I'll try the shock oil on the damper, adjust the diff to slip more and I will polish and properly lube the front kingpins.

As for knocking down the end point, I'd rather not since I'm racing against brushless m18's that can handle the speed - so I will need the full range of the 300 to keep up. What I can do is adjust my throttle curve so that start power is lower.

I'd love to go for the mid mount, but I want to get the one I have driving right before I even consider buying more parts  Alternately I could drop in a lighter BL motor that would mitigate the fact that its rear mount. I'd probably dial back the EPA in that case!

I'll try all of the above and post again with results after the next race night in a couple of weeks. Thanks again.


----------



## BudBartos (Jan 1, 1970)

The weight of the lipo is a big factor.


----------



## cdog4w (Feb 16, 2006)

I can drop some lead weights on, any suggestions on where (using 300 size motor and full size servo up front). All in the centerline of the chassis?
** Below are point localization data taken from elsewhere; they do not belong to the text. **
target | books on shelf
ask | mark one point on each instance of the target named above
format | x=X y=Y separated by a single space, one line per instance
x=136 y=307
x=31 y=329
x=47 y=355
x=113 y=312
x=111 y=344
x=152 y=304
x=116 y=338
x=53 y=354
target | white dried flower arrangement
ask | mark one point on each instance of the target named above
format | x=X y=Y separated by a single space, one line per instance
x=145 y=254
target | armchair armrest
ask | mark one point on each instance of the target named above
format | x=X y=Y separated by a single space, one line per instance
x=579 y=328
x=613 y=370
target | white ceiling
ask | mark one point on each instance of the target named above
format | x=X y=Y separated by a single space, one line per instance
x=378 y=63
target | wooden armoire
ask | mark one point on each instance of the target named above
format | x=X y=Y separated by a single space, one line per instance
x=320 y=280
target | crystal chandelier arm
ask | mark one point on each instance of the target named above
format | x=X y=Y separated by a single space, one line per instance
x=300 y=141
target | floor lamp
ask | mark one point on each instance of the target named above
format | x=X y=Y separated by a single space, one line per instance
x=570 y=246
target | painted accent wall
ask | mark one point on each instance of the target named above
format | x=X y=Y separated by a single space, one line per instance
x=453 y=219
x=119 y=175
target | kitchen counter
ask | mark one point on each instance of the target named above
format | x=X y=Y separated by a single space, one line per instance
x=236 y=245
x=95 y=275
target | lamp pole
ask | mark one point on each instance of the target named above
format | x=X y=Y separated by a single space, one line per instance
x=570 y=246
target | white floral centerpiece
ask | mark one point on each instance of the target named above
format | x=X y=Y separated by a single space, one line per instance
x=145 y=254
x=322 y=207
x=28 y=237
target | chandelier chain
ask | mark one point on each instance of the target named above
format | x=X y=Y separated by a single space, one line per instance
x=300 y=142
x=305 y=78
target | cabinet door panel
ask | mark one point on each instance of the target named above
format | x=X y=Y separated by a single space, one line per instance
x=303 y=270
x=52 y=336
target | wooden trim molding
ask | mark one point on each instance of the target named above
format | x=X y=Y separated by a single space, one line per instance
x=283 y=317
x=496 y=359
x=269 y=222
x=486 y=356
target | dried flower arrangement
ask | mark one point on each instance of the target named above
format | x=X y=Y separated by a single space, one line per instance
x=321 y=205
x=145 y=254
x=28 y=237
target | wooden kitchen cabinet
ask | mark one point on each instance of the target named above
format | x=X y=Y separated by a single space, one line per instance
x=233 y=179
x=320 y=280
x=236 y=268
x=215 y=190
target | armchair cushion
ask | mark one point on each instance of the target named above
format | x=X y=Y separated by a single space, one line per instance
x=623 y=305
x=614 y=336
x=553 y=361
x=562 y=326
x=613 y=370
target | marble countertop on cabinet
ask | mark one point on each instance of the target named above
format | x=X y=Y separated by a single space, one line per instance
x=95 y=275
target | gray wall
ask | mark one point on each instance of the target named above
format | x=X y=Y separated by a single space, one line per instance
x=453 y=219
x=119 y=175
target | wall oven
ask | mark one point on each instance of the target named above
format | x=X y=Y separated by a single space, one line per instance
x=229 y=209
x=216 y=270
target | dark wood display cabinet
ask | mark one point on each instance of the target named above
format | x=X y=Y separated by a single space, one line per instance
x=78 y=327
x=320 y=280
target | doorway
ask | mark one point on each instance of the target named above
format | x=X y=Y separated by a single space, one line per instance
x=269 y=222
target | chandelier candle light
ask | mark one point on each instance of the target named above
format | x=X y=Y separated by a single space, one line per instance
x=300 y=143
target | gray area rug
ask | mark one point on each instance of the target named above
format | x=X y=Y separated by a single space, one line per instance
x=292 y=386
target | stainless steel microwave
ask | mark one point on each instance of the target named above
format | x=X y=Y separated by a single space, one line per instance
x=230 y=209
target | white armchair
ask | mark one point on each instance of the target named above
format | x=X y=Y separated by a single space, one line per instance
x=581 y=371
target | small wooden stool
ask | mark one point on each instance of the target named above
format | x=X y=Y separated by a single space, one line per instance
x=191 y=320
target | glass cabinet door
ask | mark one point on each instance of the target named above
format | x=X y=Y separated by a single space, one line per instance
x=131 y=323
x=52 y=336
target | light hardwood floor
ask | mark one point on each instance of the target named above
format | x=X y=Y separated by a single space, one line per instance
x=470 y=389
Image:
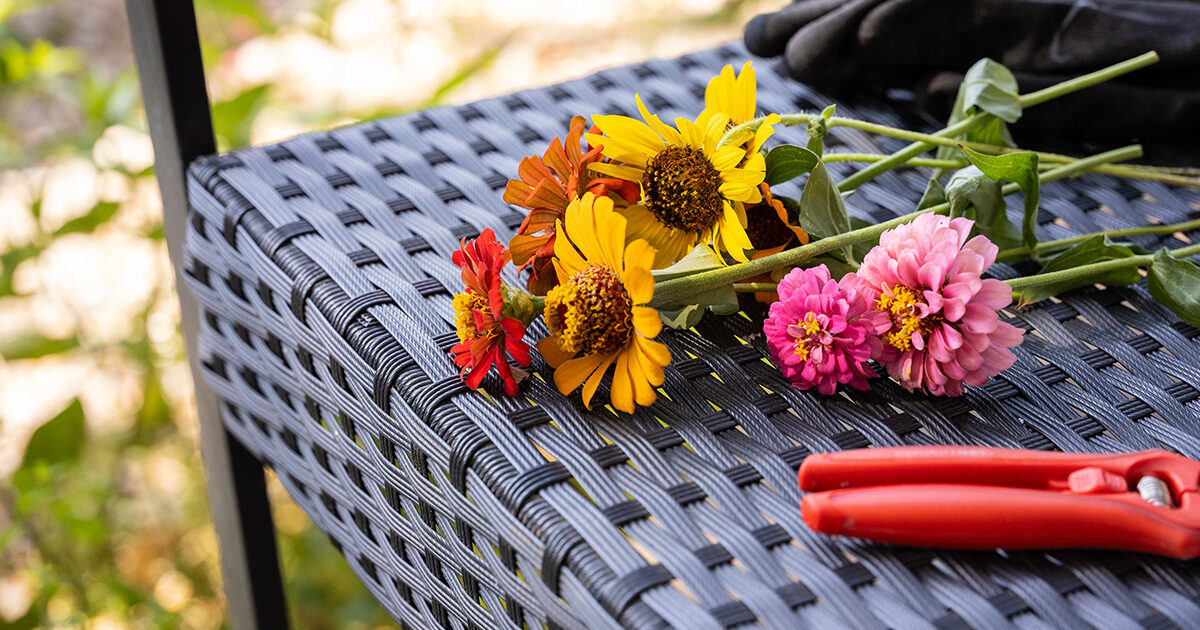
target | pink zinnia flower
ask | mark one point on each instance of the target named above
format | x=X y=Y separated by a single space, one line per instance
x=822 y=333
x=945 y=328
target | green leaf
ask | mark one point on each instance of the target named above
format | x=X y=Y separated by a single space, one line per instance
x=1175 y=283
x=1097 y=249
x=934 y=195
x=97 y=216
x=787 y=162
x=721 y=300
x=9 y=263
x=991 y=88
x=234 y=119
x=58 y=441
x=35 y=346
x=972 y=193
x=995 y=131
x=822 y=209
x=1020 y=168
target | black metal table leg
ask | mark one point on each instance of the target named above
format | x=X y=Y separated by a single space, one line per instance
x=167 y=51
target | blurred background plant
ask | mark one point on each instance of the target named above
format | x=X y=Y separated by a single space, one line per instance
x=103 y=520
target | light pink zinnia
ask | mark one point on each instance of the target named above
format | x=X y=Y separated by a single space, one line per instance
x=822 y=333
x=945 y=328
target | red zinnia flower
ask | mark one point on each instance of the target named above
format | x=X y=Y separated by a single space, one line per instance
x=547 y=185
x=487 y=331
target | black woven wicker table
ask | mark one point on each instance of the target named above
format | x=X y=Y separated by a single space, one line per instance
x=323 y=268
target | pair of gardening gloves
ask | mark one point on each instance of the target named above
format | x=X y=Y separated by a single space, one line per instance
x=927 y=46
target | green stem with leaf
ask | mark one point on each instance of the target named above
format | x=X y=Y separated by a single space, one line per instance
x=1049 y=246
x=1096 y=269
x=676 y=289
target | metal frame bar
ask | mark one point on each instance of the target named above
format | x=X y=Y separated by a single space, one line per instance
x=167 y=51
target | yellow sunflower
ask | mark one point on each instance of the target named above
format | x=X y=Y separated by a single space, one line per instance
x=733 y=95
x=689 y=184
x=595 y=315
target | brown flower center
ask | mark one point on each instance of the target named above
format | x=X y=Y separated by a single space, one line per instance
x=591 y=313
x=681 y=187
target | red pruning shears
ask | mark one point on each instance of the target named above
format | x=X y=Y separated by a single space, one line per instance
x=982 y=498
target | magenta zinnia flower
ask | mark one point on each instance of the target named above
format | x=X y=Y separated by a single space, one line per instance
x=822 y=333
x=945 y=328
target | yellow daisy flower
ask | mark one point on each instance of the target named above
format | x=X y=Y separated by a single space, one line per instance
x=595 y=315
x=689 y=184
x=733 y=95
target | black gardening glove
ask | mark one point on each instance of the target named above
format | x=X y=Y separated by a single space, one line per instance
x=927 y=45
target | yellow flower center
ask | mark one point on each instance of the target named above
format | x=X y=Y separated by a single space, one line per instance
x=591 y=313
x=465 y=318
x=903 y=306
x=813 y=331
x=682 y=189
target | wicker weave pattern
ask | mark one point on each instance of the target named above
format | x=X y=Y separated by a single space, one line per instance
x=323 y=265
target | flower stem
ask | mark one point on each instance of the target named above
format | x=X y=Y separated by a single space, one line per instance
x=1047 y=246
x=1095 y=269
x=672 y=291
x=755 y=287
x=1149 y=173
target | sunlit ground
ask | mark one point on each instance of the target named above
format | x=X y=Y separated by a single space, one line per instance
x=325 y=63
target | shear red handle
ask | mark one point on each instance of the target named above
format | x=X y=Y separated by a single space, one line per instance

Would this work or does it just really have to have nimh?


----------



## ronbeck (Oct 30, 2002)

cdog, I can bring one of my older 2/3a pack next week or you try if you like, I also have some lead weights from my crawler parts box.
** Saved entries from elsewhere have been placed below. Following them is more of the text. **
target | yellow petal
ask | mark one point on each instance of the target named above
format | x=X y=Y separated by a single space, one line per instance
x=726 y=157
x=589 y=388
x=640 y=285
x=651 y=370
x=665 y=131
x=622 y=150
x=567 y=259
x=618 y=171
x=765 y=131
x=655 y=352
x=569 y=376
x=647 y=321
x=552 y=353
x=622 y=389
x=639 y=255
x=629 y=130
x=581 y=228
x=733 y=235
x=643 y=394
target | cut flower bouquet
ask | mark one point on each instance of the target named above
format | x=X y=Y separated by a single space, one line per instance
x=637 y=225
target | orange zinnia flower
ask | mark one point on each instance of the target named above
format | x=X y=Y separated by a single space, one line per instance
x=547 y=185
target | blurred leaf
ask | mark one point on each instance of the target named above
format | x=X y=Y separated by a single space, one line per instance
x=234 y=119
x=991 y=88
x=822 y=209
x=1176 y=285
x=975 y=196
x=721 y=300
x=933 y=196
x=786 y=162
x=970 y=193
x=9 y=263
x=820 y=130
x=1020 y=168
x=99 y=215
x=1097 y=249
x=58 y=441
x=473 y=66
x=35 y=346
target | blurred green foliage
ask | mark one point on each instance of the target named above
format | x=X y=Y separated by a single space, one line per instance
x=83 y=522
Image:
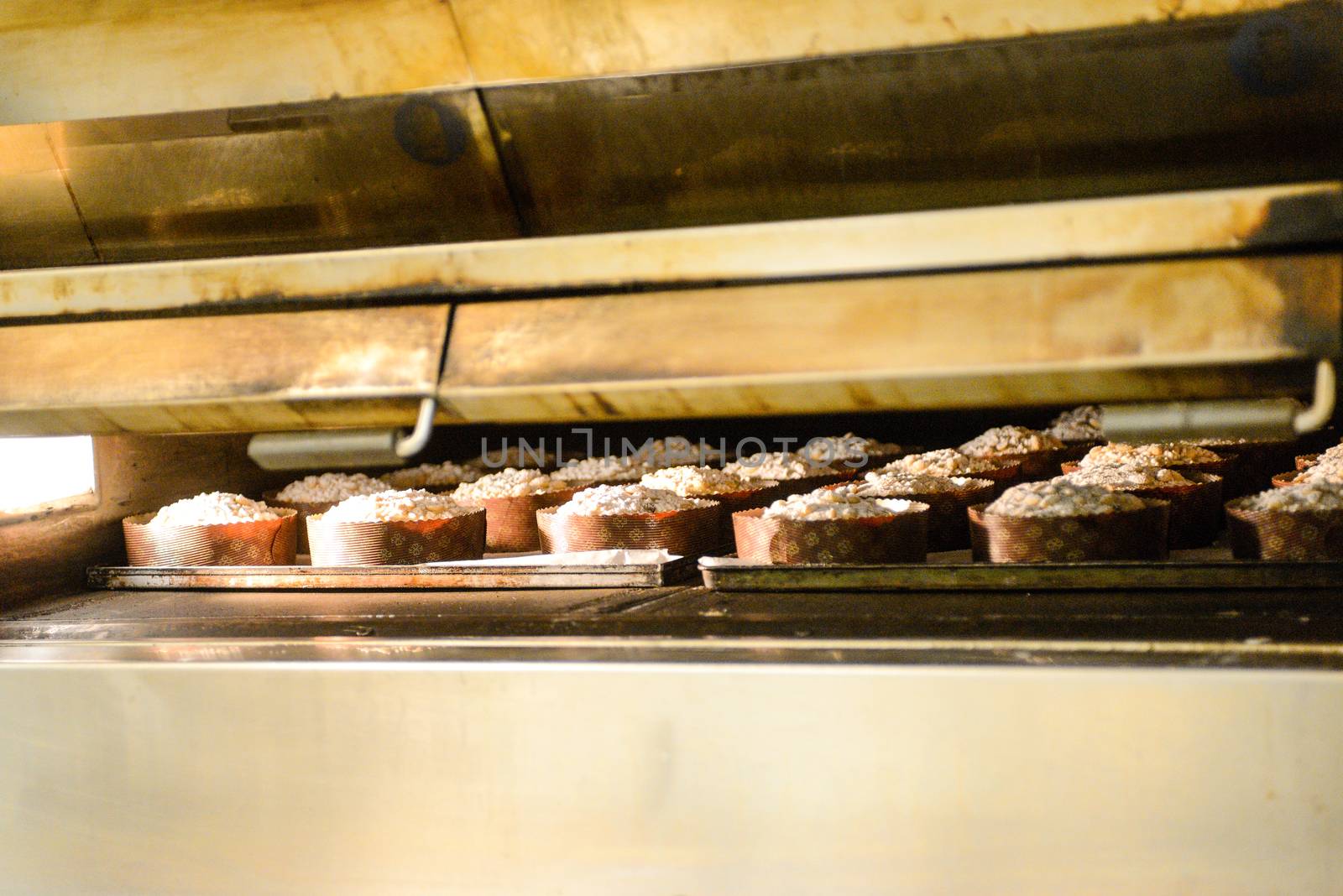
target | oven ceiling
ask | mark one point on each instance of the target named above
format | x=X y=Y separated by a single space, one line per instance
x=547 y=210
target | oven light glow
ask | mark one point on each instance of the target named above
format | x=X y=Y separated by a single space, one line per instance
x=38 y=471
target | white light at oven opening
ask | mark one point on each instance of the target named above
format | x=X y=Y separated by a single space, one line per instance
x=35 y=472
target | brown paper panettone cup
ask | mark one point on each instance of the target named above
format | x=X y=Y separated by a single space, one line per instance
x=306 y=508
x=1217 y=467
x=1253 y=464
x=812 y=483
x=688 y=533
x=1137 y=534
x=510 y=522
x=265 y=542
x=1033 y=464
x=395 y=542
x=1195 y=517
x=745 y=499
x=901 y=538
x=1283 y=481
x=1002 y=477
x=1074 y=451
x=1284 y=535
x=947 y=526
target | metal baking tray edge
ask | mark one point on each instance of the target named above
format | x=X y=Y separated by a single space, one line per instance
x=1226 y=575
x=273 y=578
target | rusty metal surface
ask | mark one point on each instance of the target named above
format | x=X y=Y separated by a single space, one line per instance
x=954 y=571
x=241 y=373
x=127 y=58
x=104 y=58
x=1202 y=221
x=324 y=175
x=1177 y=329
x=393 y=577
x=546 y=39
x=1178 y=105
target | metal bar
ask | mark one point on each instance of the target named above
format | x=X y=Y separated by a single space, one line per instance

Bud i have to say it always inpresses me with the amount of help you give on your forum here. And I look forward to when i finally buy a BRP 18th scale car.


----------



## BudBartos (Jan 1, 1970)

You can do the weight one of the guy's here did that.With just the lipos the T plate is too thick since it was designed for the weight of the 2/3 A cell.

I would put right wer the batts would normaly go.


----------